I am currently trying to prove a Fibonacci sequence for my class and I am stuck.
$$F(n+1)^2 =F(n)^2 + F(n−1)F(n+2)\quad \text{for}\quad n\ge 2$$
What I've done so far:
$F(n+2) = F(n+1)+F(n)$
$\Rightarrow F(n+1) = F(n+2)-F(n)$
$[F(n+2)-F(n)]^2 = F(n+2)^2 - 2[F(n+2)F(n)] + F(n)^2$
$\dots\,$?
I am not quite sure I'm doing this correct or I just need to keep working at it. Any help would be appreciated.
On
Hint. For all $(a,b)\in\mathbb{R}^2$, one has: $$a^2-b^2=(a-b)(a+b).$$ Apply this identity to $a=F_{n+1}$ and $b=F_n$.
On
Given that $F(n+1) = F(n) + F(n-1)$ you have
$F(n+1)^2 = F(n)^2 + 2F(n)F(n-1) + F(n-1)^2 = $
$F(n)^2 + F(n-1)[2F(n) + F(n-1)] = $
$F(n)^2 + F(n-1)[F(n) + (F(n)+F(n-1))] = $
$F(n)^2 + F(n-1)[F(n) + F(n+1)] = $
$F(n)^2 + F(n-1)F(n+2)$ QED
On
The proofs already provided are elegant. Here is another method. If we use characteristic equations, then the equation for $F_n$ is $$x^2=x+1,$$ and for any of $F_{n+1}^2$, $F_n^2$, $F_{n-1}F_{n+2}$, it is $$x^3=2x^2+4x+1,$$ so is their linear combination $$G_n = F_{n+1}^2-F_{n}^2-F_{n-1}F_{n+2}.$$
In other words, we have $$G_{n+3}=2G_{n+2}+4G_{n+1}+G_n$$ for $n\ge 2$.

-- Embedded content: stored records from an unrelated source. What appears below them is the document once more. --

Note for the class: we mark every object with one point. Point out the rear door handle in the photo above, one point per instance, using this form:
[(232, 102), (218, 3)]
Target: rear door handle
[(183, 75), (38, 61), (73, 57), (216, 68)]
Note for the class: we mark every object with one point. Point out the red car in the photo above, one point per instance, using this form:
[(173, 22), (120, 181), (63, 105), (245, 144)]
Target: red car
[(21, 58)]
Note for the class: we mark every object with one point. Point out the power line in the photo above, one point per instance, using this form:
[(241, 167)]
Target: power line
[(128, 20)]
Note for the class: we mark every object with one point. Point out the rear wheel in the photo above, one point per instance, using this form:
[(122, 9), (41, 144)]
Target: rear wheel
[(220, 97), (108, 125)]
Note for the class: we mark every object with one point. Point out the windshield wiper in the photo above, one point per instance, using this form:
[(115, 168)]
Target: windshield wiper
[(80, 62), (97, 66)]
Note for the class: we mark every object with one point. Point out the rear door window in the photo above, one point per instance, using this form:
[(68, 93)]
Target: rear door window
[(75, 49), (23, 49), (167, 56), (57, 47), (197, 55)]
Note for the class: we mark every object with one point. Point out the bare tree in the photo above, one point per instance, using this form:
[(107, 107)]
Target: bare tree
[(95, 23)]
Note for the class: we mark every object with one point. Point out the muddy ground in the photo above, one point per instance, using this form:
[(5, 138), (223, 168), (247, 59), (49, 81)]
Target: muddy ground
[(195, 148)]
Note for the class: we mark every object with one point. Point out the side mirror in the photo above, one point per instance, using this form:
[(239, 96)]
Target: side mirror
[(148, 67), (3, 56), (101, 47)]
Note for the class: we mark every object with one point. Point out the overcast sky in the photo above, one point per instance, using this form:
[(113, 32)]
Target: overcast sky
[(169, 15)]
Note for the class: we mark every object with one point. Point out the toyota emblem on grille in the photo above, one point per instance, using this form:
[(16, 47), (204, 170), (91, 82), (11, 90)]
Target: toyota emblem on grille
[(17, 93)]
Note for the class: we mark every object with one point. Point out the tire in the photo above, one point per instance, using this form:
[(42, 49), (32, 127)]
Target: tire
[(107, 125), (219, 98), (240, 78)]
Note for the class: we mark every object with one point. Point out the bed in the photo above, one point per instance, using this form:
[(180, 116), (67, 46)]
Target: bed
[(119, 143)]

On the other hand, we can verify that the $G_2=G_3=G_4=0$, so $$G_n=0$$ for all $n\ge 2$.
(The roots of the characteristic equation of $F_n$ are $\alpha=\frac{1+\sqrt{5}}{2}$ and $\beta=\frac{1-\sqrt{5}}{2}$. The roots of the characteristic equation for any homogeneous quadratic form of $F_n$ are $\alpha^2$, $\beta^2$, and $\alpha\beta=-1$. )
At this point we want to show that $$F(n+2)^2-2F(n+2)F(n)=F(n-1)F(n+2)$$ in order to complete the proof. Well we have that $$\begin{aligned} F(n) &= F(n+1)-F(n-1) \\ &= F(n+2)-F(n)-F(n-1) \end{aligned}$$ by simply using the fact that $F(k+1)=F(k+2)-F(k)$ twice. Solving for $F(n)$ yields $F(n)=\frac{1}{2}[F(n+2)-F(n-1)]$. Try using this.